Monday, April 16, 2007.
There are some events that stick in your mind so clearly that you can remember the tiniest details surrounding them, right before they begin to fade into a blur. I can tell you that I had fish for lunch that day at a business meeting and had just returned to my home office to check email. I was looking out at my favorite tree across the alley, wondering how much longer it would be before it was covered with leaves again and at the same time thinking it was probably time to take the dog out for a walk.
Then the phone rang, and the minute I heard my dad’s voice I knew something was wrong. My younger brother Bo had suffered a major heart attack and was in the cardiac hospital 90 miles from his home. The prognosis was not good. I remember wailing from the deepest place within me, and not much else after that.
Somehow a plane ticket was booked and clothes were packed, and that evening I was on the red eye to Texas. (“Somehow” almost always means Warren, whose love really shines through in moments like these.) My parents didn’t have cell phones at the time, and it took 12 hours to get there. I didn’t know what I’d find when I arrived.
My youngest brother Jeff was at the airport to pick me up, and when he smiled at me I knew Bo was still okay. To this day, I’m not sure Jeff knows how much that smile meant to me.
When we arrived at the cardiac unit I saw a lot of sick, elderly people. How could this be the right place for my strong, healthy brother? My mom hugged me and then told me that Bo had suffered another heart attack, one doctors said would have surely killed him had he not been right in the cardiac unit.
The first sight of him made me physically step back. You see, he’s always been just one grade behind me but physically bigger since we were toddlers. Seeing the strongest person in my life stretched out on a hospital bed with tubes and wires and a sickly pallor to his skin was almost unbelievable. Every moment I had to keep reminding myself this was really happening.
Over the course of the next week, he got stronger and regained some of his energy and sense of humor. The doctors eventually told us he was out of immediate danger. After what seemed like an eternity, he was released to go home. I have never been so glad to walk away from a place as I was that hospital.
Bo’s life changed: he had to quit smoking, lose weight, and learn to manage his stress better. In addition, he began taking what will be a lifetime of prescription medications. Each year he goes back for a checkup, and I know it stresses him out until he gets the results. It stressed the rest of us out, too.
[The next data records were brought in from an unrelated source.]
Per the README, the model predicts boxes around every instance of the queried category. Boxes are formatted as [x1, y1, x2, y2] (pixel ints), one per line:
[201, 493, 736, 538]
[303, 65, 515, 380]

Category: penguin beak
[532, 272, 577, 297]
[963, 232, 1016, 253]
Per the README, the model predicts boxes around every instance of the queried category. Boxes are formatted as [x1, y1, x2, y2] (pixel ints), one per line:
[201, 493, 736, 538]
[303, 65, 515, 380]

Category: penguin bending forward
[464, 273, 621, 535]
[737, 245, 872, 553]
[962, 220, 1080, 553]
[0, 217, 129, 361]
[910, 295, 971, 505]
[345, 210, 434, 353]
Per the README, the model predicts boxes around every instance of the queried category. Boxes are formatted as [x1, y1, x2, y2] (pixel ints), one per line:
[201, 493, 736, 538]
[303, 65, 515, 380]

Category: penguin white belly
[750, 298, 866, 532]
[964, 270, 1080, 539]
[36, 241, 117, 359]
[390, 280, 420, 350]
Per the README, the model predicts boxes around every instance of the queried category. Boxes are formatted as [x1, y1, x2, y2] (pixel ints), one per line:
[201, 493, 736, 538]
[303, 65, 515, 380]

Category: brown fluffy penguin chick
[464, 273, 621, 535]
My parents’ lives changed: they began to pay more attention to their weight and our stress levels. Mom lost 60 pounds, and my dad dramatically lowered his high cholesterol.
As for us, well, you know our story. This in combination with our friend Maria’s brain hemorrhage and long recovery the following year cemented our decision to start living our “someday” dreams now.
April 16 may just be another day to you, but we hope you’ll take some time to think about the dreams you’ve put on hold and why. By now you know our mantra:
Life is short. Live your dream.
And to Bo: Happy Rebirthday. Life is much sweeter with you in it. I love you.